John Grizzard walked into his final engineering exam at Virginia Tech three days before his graduation in 1985. With the diploma so close, he and his classmates hoped the professor might take it easy on them.

“We’re all seniors in the class and we’re all thinking, ‘oh, we’re all going to graduate, this is going to be an easy exam, the professor is going to let us get through,'” Grizzard said. “And we were absolutely wrong.”

He passed, of course, but not without learning something he still values today as president of Modesto, California-based defense supply manufacturing company Westland Technologies.

“All the way to the end, Virginia Tech pressed us hard, they pushed us, they never made it easy. One thing it taught me was until you finish something completely, you’re never done,” Grizzard said.

Throughout his career, the electrical engineering alumnus has taken the lesson to heart.

Grizzard has worked across the full spectrum of the electromagnetics field, specifically focusing on radar. He’s done research and development for the Navy, worked at DARPA on a new ship program leading survivability design, run consulting companies, and now, at Westland, leads a manufacturing company.
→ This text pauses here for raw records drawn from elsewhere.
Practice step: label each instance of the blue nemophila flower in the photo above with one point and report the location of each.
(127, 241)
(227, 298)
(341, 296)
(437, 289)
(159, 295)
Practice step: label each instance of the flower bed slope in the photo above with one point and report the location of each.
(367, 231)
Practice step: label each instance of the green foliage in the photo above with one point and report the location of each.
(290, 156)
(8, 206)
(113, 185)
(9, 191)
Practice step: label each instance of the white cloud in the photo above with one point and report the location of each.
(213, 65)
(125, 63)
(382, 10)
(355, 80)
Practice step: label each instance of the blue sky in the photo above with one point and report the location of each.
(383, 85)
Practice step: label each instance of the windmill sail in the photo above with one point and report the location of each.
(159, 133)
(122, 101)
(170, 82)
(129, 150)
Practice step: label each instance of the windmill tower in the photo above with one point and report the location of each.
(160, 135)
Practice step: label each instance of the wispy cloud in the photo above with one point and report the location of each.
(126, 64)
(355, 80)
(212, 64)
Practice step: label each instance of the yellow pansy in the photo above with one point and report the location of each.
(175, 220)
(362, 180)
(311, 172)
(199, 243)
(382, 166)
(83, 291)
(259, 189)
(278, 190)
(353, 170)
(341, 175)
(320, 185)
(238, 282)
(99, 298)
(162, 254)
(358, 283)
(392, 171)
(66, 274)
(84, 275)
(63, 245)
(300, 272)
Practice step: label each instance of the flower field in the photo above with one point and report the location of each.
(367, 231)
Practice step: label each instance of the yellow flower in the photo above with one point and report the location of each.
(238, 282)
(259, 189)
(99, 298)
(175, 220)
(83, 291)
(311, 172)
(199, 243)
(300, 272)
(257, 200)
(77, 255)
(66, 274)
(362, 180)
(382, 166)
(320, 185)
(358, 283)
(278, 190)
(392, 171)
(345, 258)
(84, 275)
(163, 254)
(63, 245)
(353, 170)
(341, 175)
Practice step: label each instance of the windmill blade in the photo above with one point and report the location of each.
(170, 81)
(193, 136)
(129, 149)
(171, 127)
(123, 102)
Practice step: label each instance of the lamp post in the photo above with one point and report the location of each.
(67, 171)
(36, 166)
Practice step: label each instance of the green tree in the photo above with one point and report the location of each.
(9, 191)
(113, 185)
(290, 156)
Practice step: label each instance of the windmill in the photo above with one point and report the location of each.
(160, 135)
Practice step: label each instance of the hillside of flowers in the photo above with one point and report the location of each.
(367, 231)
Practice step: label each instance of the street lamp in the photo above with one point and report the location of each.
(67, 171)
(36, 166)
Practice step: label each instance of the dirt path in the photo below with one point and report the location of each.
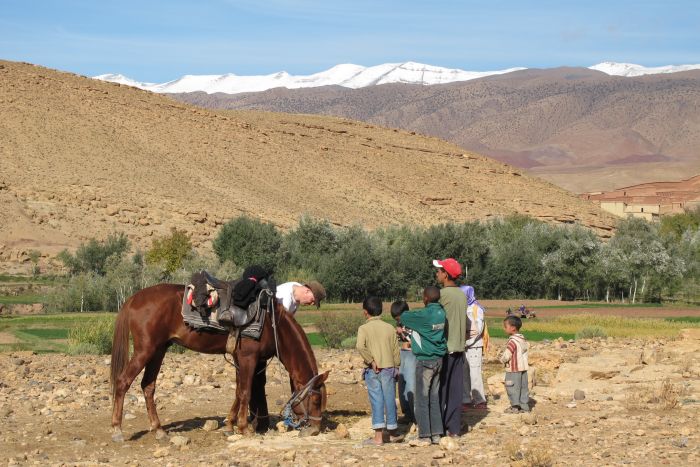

“So at the end of my career I’ll be able to say I really did everything: from the acquisition program management, to the research and development, to actually making the products,” Grizzard said.

It was the rigor of the education he received at Virginia Tech that Grizzard says prepared him for his varied career — which is why Grizzard began giving back to the university.

In December 2016, Grizzard established a fund that provides scholarships to students studying either materials science and engineering or power systems and electrical engineering.

“Both of those I’ve found are obviously very important to society, and it’s very important to try to build an engineering capability in the younger people to take the place of those folks who are in their 50s and 60s and who are going to retire soon,” Grizzard said.

His involvement is a benefit to industry as a whole and to Westland specifically, as they actively recruit Virginia Tech students. Walking around the company’s campus, Grizzard is quick to point out the Hokies he’s hired as interns and full-time employees, who come from all different disciplines, even outside of engineering.

“The one thing about Virginia Tech, whether you’re in the engineering school, or whether you might be in the business school, or accounting, chemistry, you pick it — one thing I feel about the school is they challenge their students from the day they walk in the door to the moment you graduate,” Grizzard said.

Grizzard said he’s always wanted to give back to Virginia Tech, both because he felt the school forced him to truly earn his degree and because he hopes to foster the next generation of engineers.

“The school did a lot for me,” Grizzard said. “I know they’re doing that for a lot of other students everyday. I know those students are going to be very capable young men and women, and I want to help them have similar opportunities.”